| .. | ||
| intelmpi | ||
| openmpi | ||
| openmpi-ucx | ||
| Dockerfile | ||
| README.md | ||
AzureML Base GPU Docker Images
AzureML provides base docker images for running on AzureML Compute (https://hub.docker.com/_/microsoft-azureml-base-gpu).
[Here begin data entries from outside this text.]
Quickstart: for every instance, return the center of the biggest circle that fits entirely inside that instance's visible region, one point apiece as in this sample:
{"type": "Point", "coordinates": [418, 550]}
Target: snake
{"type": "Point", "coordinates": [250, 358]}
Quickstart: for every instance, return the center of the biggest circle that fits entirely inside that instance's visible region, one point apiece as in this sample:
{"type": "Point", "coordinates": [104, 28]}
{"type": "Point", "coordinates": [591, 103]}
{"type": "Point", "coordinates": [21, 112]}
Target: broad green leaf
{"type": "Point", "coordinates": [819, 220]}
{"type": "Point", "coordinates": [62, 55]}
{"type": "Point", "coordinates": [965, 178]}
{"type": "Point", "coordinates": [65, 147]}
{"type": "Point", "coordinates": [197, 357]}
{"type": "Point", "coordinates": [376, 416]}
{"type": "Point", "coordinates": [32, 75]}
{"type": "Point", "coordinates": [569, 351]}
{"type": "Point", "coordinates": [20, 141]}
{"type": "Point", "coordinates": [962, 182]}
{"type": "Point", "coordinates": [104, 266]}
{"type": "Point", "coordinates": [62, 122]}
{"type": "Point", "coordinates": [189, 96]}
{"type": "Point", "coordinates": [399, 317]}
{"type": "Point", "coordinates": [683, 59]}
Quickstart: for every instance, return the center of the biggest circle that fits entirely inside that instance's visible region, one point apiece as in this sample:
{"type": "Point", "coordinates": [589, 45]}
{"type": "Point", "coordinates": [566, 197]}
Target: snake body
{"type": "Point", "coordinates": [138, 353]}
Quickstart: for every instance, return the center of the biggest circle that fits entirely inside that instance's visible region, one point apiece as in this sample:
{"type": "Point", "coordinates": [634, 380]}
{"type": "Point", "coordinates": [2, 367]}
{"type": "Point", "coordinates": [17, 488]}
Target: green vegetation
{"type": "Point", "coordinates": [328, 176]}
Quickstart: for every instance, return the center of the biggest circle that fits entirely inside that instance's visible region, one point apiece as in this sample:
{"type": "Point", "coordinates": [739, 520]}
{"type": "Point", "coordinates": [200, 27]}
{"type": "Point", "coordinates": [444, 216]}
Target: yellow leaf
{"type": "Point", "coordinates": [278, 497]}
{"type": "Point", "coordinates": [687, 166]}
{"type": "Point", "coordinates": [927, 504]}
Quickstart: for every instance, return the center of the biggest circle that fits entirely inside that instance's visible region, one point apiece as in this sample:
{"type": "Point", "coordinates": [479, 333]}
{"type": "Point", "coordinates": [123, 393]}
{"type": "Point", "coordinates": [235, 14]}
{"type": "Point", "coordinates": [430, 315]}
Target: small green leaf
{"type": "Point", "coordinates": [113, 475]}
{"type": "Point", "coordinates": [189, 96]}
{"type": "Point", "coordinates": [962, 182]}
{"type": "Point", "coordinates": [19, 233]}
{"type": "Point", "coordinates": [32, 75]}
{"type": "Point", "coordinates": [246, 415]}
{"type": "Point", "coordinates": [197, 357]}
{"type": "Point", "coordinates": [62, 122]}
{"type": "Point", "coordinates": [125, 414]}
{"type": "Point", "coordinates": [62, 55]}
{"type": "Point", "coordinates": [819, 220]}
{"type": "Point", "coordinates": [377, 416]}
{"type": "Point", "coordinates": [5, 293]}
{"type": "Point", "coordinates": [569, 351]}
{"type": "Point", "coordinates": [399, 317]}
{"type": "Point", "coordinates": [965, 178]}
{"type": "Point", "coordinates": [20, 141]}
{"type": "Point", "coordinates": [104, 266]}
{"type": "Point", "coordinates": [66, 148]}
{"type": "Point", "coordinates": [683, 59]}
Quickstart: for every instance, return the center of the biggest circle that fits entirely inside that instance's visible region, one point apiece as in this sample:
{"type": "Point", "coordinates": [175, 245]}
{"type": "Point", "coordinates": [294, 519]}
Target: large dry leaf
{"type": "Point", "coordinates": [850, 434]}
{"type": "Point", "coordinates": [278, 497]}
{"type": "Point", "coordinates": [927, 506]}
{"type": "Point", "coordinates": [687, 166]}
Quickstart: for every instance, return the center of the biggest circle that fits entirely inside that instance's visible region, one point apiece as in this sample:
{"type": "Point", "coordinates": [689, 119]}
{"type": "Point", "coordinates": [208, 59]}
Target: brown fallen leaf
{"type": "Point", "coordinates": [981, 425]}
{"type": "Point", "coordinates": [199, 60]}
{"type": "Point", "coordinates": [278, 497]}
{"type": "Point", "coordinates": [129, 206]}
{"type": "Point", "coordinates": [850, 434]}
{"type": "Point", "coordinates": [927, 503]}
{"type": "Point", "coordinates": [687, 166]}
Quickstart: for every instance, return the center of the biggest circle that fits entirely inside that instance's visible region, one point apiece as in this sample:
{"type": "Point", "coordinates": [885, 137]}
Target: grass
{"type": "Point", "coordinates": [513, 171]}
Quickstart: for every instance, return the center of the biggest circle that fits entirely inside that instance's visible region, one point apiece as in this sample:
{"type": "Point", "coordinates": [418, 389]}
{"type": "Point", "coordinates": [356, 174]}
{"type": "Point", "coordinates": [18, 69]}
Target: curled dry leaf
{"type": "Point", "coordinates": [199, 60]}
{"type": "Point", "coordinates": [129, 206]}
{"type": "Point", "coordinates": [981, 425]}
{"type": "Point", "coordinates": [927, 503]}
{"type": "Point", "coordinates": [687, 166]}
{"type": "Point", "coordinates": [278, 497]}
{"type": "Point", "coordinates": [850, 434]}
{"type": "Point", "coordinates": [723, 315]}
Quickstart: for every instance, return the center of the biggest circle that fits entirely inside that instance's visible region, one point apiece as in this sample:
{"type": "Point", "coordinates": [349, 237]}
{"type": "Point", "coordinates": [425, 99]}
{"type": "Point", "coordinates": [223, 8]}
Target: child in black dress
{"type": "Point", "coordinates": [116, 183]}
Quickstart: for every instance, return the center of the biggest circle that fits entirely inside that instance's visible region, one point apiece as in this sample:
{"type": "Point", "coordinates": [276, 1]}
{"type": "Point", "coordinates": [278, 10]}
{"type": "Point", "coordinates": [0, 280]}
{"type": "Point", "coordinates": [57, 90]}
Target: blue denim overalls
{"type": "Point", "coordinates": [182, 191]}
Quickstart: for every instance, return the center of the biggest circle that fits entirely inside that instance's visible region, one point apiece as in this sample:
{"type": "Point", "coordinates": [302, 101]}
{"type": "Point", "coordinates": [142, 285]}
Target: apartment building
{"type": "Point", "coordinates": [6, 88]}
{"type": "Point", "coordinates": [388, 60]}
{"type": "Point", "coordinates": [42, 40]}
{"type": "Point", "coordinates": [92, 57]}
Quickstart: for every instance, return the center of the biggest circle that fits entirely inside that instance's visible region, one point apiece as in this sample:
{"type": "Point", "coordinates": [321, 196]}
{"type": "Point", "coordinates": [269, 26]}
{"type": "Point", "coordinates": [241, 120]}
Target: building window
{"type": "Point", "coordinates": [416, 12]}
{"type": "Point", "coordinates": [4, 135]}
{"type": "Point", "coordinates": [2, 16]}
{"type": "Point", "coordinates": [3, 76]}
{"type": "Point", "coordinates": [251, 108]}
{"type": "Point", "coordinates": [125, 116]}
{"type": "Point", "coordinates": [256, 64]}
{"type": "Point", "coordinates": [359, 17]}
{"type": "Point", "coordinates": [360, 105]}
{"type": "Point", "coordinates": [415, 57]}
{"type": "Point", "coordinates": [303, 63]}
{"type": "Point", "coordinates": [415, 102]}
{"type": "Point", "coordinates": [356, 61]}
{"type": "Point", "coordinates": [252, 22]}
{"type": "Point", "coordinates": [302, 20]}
However, these don't support CUDA 10.1 or OpenMPI 4.0. We provide Dockerfiles for these variants, as well as Dockerfiles to build and package onnxruntime training into an AzureML-compatible docker image.
Prerequisites
Install prerequisites.
- Install Docker: https://docs.docker.com/install/
- Install Azure CLI: https://docs.microsoft.com/en-us/cli/azure/install-azure-cli?view=azure-cli-latest
- $ pip install azure-cli-core azure-mgmt-containerregistry azureml-sdk
- $ az login
- $ docker login onnxtraining.azurecr.io --username onnxtraining --password $(az acr credential show --name onnxtraining --subscription 'ea482afa-3a32-437c-aa10-7de928a9e793' --resource-group 'onnx_training' --query passwords[0].value)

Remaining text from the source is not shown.